Paying for Assisted Living – Richmond, VA

- Monday, May 19, 2014

Baby Boomers everywhere are struggling with how to help Mom and Dad when they can no longer live safely at home by themselves, but aren’t yet in need nursing home care.

The Centers for Medicare and Medicaid Services reports that at least 70% of people over age 65 will require some sort of long-term care support during their lifetime.  Such assistance encompasses homemaker services, home health aides, adult day care, assisted living and nursing home care.

Independent retirement communities typically offer a range of care options that residents can move through as their health needs change. While virtually no one expects Medicare to pick up the tab for independent living, those considering the next phase--assisted living—may be caught off-guard.

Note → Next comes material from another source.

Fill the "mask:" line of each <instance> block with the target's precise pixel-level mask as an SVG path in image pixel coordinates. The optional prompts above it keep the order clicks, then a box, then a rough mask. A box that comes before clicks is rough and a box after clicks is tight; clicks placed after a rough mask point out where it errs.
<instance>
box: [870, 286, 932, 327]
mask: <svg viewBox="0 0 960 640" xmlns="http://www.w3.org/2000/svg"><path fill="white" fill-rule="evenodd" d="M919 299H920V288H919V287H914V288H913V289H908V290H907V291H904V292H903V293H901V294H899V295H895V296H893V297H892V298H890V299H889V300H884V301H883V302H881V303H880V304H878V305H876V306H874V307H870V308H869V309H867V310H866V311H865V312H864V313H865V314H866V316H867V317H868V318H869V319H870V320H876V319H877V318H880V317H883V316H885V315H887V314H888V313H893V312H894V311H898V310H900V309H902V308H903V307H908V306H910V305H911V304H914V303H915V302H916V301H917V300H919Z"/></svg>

Independent and assisted living options are all private pay. Medicare does not cover them. The resident foots the bill, even for assisted living where some level of medical care is provided.

Assisted living facilities provide varying degrees of assistance with personal care and medical needs for those who don’t yet require a nursing home’s constant care. Assisted living is not an alternative to a nursing home, but is itself an intermediate level of long-term care.

The time when you or a loved one needs assisted living is not the time to start figuring out how to pay for it. Financial planning discussions should include the costs along the long-term care continuum. Whether it’s through asset accumulation, selling the family home or long-term care insurance, area experts offer suggestions on how to afford assisted living if and when it becomes necessary.

Gathering information

Some assisted living residents arrive at the facility directly from their own home. Others shift from independent living to the assisted living units in the same community.

For assisted living, people enter as early as their late 60s and early 70s. It’s more typical to see them when they’re in their late 70s and early 80s, though. The biggest reason they wait is that they don’t want to think about it.

People should not be surprised that these facilities want to know your financial situation or that they ask for bank verification. They’re determining how long you can afford to live there. That’s something everyone involved should want to know.

Preparing for the expenses

Some senior citizens might think a reverse mortgage could fund assisted living. However, borrowers must maintain the property and keep the property taxes and insurance current. Equity can be tapped by several methods, but, you can’t strip out the money and move. Usually if you move out of the house you’ve violated the reverse mortgage loan provisions.

Those who anticipate a future need for assisted living should look into long-term care insurance. It has evolved through the years and today most comprehensive policies cover a variety of home, community-based and facility care, including assisted living. Policyholders must meet qualifying guidelines to receive benefits up to the amounts delineated in the policy.

LTC insurance options narrow with age. As you approach 60, that’s definitely the time to be looking seriously at this. Ask earlier if you have a history of Alzheimer’s. You can live a long time with a cognitive impairment.

The inevitability of aging and long-term care needs can highlight vulnerabilities in a financial plan. The averages show a person needs about two years of home health care and will spend three years in an assisted living facility.

Knowing the averages, financial planning becomes a question of odds. Do they want to save now for the chance they’ll need to cover some long-term care expenses themselves? Do they want to prepare for a 10-year stint or the five-year average? Do we want to start even earlier if they want an independent living option? Once they decide, we put together a game plan.

Whatever the specifics surrounding assisted living funding, aging parents and adult children need to communicate. Sometimes the kids must be the initiator. There’s no doubt this can be a tough nut to crack. But elder care needs require a plan. The conversation should also make the grown children think about their estate planning needs, too.